Insurers in China, Taiwan, Korea, Singapore, Indonesia and Malaysia had a four-fold increase in their alternatives allocation in the last five years, hitting $973.8 billion last year, according to The Cerulli Report–Asian Insurance Industry 2018: Focusing on Long-Termism, from research and consulting firm Cerulli. Year-on-year (2016-17) figures show a 22.3 percent increase, sister publication Private Equity International reported.
Alternative assets as a percentage of investable assets have also seen an upward trend – from 12.4 percent in 2013 to 25.2 percent last year.
The report noted that infrastructure, real estate and private debt fit nicely within life insurers’ portfolios because assets in these strategies are “long-dated and can better match their liabilities, while also generally providing stable cashflows”.
In China, for example, China Life Insurance Company, China Reinsurance Group and China Taiping Insurance are among investors backing infrastructure, transportation and energy deals along the One Belt, One Road Initiative. Taiwan’s largest insurer, Cathay Life Insurance, has committed 25 percent of the almost $260 million Cathay Sustainable Private Equity Fund, which will invest in domestic renewable energy projects and is managed by its subsidiary Cathay Securities and Investment Trust.
Boston-headquartered Cerulli also noted that co-investments could gain traction among Asian insurers as they allow the asset managers to share risks, align interests and learn about various aspects of an investment.
Total insurance assets continued to grow last year with China leading at $2 trillion, Taiwan at $823.2 billion and Korea at $782.9 billion.
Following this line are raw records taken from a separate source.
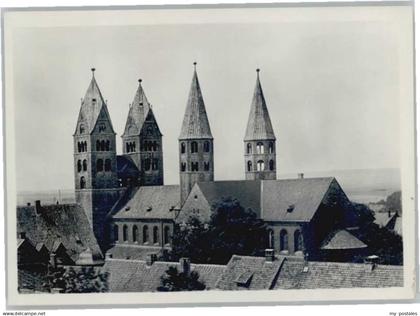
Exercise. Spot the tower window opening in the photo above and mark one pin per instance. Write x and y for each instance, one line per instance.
(194, 166)
(194, 147)
(108, 165)
(249, 166)
(206, 147)
(206, 166)
(183, 166)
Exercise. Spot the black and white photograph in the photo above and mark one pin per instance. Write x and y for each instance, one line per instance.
(266, 151)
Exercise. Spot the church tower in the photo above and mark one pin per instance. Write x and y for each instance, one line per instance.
(259, 141)
(142, 140)
(95, 160)
(195, 142)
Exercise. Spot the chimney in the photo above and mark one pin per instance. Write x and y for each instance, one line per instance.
(151, 258)
(38, 206)
(53, 260)
(269, 255)
(185, 265)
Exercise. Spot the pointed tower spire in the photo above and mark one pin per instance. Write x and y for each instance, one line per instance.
(260, 150)
(195, 124)
(195, 142)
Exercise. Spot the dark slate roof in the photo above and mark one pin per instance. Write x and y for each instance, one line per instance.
(90, 111)
(126, 167)
(137, 113)
(246, 192)
(324, 275)
(65, 224)
(151, 202)
(302, 196)
(134, 252)
(195, 124)
(342, 239)
(259, 274)
(259, 123)
(137, 276)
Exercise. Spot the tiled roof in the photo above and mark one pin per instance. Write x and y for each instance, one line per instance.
(151, 202)
(133, 252)
(293, 199)
(272, 200)
(246, 192)
(126, 167)
(342, 239)
(90, 109)
(137, 276)
(195, 124)
(260, 274)
(320, 275)
(56, 224)
(259, 123)
(137, 113)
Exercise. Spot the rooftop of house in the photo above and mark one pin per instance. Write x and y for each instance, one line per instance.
(150, 202)
(53, 225)
(139, 276)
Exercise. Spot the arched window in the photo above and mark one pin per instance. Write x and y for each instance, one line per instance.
(166, 235)
(115, 232)
(145, 234)
(206, 146)
(194, 166)
(206, 166)
(249, 148)
(108, 166)
(135, 233)
(270, 238)
(99, 165)
(249, 166)
(125, 233)
(147, 164)
(194, 147)
(284, 240)
(155, 235)
(155, 164)
(298, 240)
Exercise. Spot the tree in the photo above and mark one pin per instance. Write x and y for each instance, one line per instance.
(231, 230)
(70, 280)
(180, 281)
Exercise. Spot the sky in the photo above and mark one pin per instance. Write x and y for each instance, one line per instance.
(332, 91)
A slew of revised capital and regulatory frameworks may present challenges to insurers in the near-term. Taiwan, which continues to have the highest proportion of insurance assets invested offshore, could see a change in the rules governing insurers’ overseas investments, announced by its Financial Supervisory Commission in August. Chinese insurance companies, meanwhile, are prohibited from investing in domestic private equity schemes that offer fixed returns on their equity investments.
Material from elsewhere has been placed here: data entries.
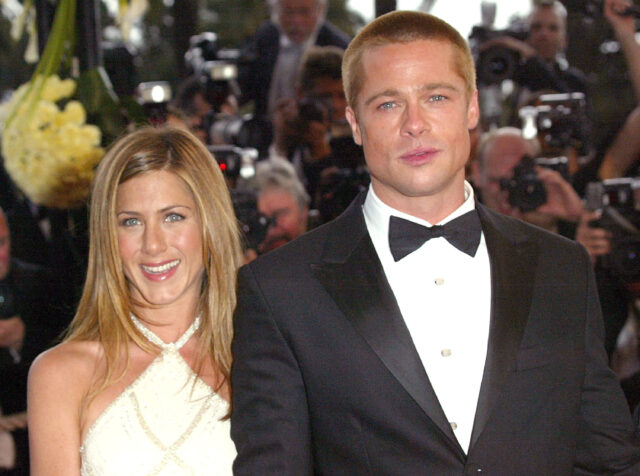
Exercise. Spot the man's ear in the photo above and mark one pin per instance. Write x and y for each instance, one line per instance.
(355, 127)
(473, 111)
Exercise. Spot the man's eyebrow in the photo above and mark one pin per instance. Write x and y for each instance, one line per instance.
(423, 88)
(386, 92)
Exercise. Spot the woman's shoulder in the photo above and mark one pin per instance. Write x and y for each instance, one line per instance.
(71, 365)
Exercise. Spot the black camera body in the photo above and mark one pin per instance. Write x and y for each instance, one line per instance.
(7, 302)
(496, 63)
(253, 224)
(561, 121)
(619, 202)
(526, 190)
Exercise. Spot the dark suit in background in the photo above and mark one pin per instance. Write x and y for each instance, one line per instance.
(261, 54)
(32, 294)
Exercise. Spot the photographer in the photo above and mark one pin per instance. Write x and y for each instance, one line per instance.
(622, 156)
(313, 133)
(534, 59)
(282, 199)
(274, 53)
(543, 198)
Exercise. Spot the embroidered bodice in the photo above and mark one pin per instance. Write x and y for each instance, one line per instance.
(167, 422)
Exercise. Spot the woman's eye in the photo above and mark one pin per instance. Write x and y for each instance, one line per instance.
(129, 221)
(172, 217)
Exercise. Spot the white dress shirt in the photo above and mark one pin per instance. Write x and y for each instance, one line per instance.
(444, 296)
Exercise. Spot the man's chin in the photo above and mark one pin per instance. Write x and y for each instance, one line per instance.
(273, 244)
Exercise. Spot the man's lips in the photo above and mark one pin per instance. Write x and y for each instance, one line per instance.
(419, 156)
Korean insurers also face two major regulatory changes due to be implemented in 2021: the International Financial Reporting Standards 17 and a new capital adequacy calculation framework. IFRS 17 will require insurers to measure the liabilities of their policies at current interest result value, meaning they must set aside higher levels of capital reserves. IFRS 17 is estimated to affect around 535 trillion won ($481.5 billion; €422 billion) of life insurance liabilities, according to a Bank of Korea report.
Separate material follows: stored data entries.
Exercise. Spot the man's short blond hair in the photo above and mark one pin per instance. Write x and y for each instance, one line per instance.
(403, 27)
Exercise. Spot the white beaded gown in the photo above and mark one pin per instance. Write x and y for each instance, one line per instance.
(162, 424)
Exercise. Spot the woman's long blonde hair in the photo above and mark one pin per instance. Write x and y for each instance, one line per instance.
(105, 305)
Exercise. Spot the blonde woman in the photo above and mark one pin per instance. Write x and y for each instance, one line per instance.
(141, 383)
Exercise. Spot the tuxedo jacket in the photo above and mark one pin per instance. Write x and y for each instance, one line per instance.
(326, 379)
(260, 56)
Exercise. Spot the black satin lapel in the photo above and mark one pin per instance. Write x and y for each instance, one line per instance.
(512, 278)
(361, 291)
Ken Yap, managing director for Asia at Cerulli, noted in a statement accompanying the report that insurers are by nature conservative investors – generally more so than other institutions like sovereign wealth funds.
“They typically take considerable time to evaluate investments or potential deals before plowing in money, and may look mostly for safer assets, even within alternatives,” he said. “For instance, public-private partnership infrastructure projects or senior debt.”